4. Infrastructure decisions (and explicit non-decisions)¶
A senior reviewer judges what you didn't add as much as what you did.
| Tech | Decision | Rationale |
|---|---|---|
| SQLite | ✅ now | Single-user, zero-ops, file-backed durability, WAL concurrency. Correct for this scale. |
| Docker + named volume | ✅ v0.2 | Always-on + restart-safe data without a server. Right-sized ops. |
| Postgres | ⏳ when multi-user | Only when concurrent writers / a hosted tier exist. Migration path noted in the repository layer. |
| Redis | ⏳ when there's shared cross-process state / rate-limit coordination | Today APScheduler + SQLite suffice. No cache to justify it. |
| Kafka / queues | ⏳ when fan-out across services exists | A single poll loop is not a streaming workload. Adding it now is cosplay, not architecture. |
| Kubernetes | ❌ until a real fleet exists | One always-on process belongs in docker compose/systemd, not k8s. |
| Vector store | ✅ SQLite (for v1.0 RAG) | Personal corpus is small; embed into SQLite (sqlite-vec) or in-memory cosine. A hosted/served vector DB is unjustified at single-user scale. ADR 006 |
| Fine-tuning on personal data | ❌ use RAG instead | Baking personal data into weights breaks deletability/freshness/privacy. RAG grounds answers and stays deletable. Optional future LoRA for writing style only, never facts. ADR 006 |
| Knowledge graph / graph DB | ❌ | profile.yaml + derived SQLite relations give explainable matching without Neo4j ops. |
| Bun / JS toolchain | ⏳ with the web UI | The Python engine doesn't need it. |
The point isn't "never" — it's "not before the constraint is real," and the seams (repository layer, notifier/tailor interfaces) are designed so each can be introduced without a rewrite.

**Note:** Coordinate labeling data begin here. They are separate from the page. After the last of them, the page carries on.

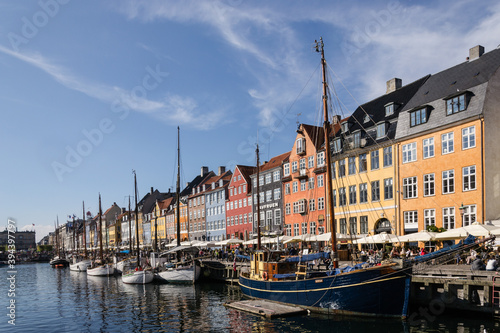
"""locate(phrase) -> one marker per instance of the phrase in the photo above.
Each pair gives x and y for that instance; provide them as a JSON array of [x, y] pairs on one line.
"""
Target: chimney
[[476, 52], [393, 85]]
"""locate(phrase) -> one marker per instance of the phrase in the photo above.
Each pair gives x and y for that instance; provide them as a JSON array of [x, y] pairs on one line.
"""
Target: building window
[[374, 160], [389, 109], [388, 194], [448, 181], [469, 215], [381, 130], [277, 193], [449, 218], [363, 224], [409, 187], [321, 203], [375, 190], [447, 143], [363, 164], [410, 152], [310, 161], [387, 156], [429, 217], [337, 145], [352, 165], [343, 226], [418, 117], [342, 168], [352, 194], [469, 178], [428, 145], [356, 139], [455, 104], [411, 217], [312, 205], [301, 146], [303, 184], [342, 197], [320, 157], [286, 169], [429, 185], [468, 137], [353, 225], [320, 180], [363, 193], [311, 183]]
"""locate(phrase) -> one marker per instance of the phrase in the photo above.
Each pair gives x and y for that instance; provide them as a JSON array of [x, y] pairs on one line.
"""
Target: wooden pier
[[266, 308]]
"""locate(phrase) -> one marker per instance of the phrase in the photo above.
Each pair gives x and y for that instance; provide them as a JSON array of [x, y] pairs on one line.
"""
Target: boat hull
[[185, 274], [105, 270], [137, 277], [371, 292], [80, 266]]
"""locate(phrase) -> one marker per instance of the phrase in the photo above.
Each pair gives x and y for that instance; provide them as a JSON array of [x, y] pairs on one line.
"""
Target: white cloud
[[182, 110]]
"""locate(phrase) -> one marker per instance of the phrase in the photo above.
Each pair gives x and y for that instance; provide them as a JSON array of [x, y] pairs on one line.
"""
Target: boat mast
[[258, 198], [100, 229], [326, 127], [84, 232], [129, 227], [178, 189], [136, 219]]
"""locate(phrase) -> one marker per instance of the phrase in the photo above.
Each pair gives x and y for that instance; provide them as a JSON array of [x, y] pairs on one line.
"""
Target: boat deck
[[266, 308]]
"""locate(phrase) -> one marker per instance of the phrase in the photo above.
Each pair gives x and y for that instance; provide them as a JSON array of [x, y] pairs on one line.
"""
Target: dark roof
[[460, 77], [276, 161], [376, 111], [470, 77]]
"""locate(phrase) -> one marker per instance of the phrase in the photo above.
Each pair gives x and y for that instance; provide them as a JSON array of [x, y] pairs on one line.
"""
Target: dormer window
[[345, 127], [381, 130], [389, 109], [418, 117], [456, 104]]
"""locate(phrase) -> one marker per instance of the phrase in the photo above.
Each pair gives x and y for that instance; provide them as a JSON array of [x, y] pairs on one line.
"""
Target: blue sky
[[93, 89]]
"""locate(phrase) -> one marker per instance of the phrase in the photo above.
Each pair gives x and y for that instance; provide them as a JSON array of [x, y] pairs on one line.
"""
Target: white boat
[[80, 266], [180, 274], [103, 270], [137, 276]]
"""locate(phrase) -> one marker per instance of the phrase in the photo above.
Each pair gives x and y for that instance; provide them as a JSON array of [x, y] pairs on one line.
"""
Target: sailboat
[[137, 275], [181, 271], [104, 269], [360, 290], [81, 265], [57, 261]]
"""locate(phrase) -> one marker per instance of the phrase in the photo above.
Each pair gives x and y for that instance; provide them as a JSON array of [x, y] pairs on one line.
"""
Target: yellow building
[[365, 173]]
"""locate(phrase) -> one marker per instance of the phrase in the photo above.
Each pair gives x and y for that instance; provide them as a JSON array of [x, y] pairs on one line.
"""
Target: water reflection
[[58, 300]]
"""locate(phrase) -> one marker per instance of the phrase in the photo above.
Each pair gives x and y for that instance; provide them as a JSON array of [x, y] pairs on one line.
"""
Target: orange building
[[448, 147]]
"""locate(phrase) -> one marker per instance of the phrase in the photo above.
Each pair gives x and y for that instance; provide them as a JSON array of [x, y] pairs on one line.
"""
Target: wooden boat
[[100, 268], [137, 275], [364, 289]]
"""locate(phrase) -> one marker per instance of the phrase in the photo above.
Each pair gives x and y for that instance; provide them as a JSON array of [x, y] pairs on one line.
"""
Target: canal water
[[59, 300]]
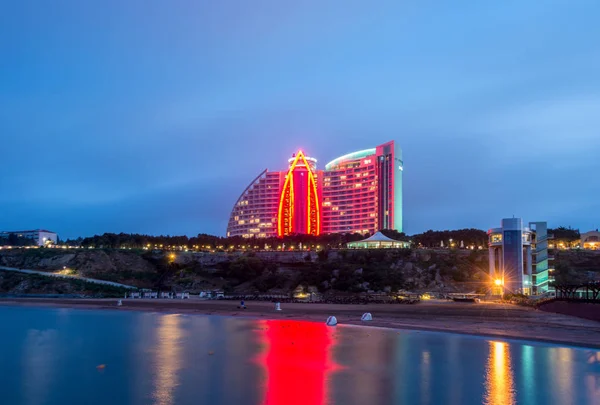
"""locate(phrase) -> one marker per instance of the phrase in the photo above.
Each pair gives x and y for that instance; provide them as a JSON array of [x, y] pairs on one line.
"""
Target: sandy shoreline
[[484, 319]]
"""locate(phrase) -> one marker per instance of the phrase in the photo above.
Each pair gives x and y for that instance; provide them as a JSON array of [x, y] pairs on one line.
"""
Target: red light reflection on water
[[297, 361]]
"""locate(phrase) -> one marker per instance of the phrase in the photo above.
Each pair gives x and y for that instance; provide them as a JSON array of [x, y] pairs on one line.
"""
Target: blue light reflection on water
[[51, 356]]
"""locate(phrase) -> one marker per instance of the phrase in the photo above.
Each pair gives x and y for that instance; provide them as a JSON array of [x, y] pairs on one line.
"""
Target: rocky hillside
[[353, 271]]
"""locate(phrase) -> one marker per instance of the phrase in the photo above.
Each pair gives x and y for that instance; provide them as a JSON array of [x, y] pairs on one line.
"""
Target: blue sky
[[152, 116]]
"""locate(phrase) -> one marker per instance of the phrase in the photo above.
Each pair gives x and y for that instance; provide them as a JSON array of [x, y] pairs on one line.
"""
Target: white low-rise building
[[40, 236], [590, 240]]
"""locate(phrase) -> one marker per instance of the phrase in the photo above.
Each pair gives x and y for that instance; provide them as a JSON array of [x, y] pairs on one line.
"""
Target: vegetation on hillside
[[20, 283]]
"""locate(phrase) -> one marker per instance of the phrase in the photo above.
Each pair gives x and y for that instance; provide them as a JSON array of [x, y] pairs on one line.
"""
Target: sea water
[[69, 356]]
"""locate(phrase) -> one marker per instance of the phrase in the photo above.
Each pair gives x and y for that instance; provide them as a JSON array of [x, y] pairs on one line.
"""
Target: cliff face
[[264, 271]]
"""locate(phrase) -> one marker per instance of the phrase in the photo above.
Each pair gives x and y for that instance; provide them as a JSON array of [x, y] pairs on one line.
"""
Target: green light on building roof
[[350, 156]]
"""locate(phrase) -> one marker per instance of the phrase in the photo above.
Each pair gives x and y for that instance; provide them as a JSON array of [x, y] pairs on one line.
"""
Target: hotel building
[[519, 259], [40, 236], [358, 192]]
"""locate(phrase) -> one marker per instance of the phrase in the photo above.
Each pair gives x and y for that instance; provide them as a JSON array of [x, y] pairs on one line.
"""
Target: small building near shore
[[590, 240], [378, 241]]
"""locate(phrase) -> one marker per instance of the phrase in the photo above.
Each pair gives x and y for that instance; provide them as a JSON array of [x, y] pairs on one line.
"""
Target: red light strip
[[289, 182]]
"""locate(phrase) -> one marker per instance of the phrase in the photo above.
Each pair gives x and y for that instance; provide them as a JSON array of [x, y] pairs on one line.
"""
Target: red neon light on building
[[299, 200]]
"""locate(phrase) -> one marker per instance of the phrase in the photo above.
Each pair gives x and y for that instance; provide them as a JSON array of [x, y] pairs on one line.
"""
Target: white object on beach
[[331, 321]]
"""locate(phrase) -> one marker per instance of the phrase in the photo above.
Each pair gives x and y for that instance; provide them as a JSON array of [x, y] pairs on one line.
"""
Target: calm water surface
[[64, 356]]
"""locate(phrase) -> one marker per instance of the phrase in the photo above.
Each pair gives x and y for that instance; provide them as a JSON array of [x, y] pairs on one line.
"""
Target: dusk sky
[[153, 116]]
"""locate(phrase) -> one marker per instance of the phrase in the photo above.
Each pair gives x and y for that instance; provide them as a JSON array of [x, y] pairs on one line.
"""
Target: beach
[[488, 319]]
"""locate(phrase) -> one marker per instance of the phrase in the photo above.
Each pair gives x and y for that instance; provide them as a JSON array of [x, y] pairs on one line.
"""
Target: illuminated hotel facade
[[519, 258], [358, 192]]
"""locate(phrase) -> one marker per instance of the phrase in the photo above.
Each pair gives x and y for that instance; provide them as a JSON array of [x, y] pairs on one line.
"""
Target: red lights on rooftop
[[299, 200]]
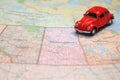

5. The agent harness (how this gets built)¶
This repo is built by an AI agent working for, and fully controlled by, the owner. That workflow is itself an engineered system:
- Ownership & control. All authorship is the owner's; agents never appear as
authors/committers (see
.github/CODEOWNERS,AGENTS.md). The human approves outward/irreversible actions. - Persistent memory. Durable facts/decisions live in the agent memory store so context survives across sessions instead of being re-derived (token cost).
- Token/context discipline. Prefer small, independently-verifiable changes; reuse existing code/tests; avoid regenerating what already exists; lean on the gates (ruff/mypy/pytest/CI) as the correctness oracle rather than re-reading everything.
- Skills/playbooks. Repeatable procedures (add an adapter, add a notifier, cut a release) are documented so they're cheap to re-run.
6. Definition of "best open-source option"¶
A newcomer should, within minutes, see: green CI with real gates, typed code, honest docs (HLD/LLD/ADRs/this), a local-first privacy story, and a clean, extensible architecture — and conclude this is maintained to a professional bar. That perception is a feature; we invest in it deliberately.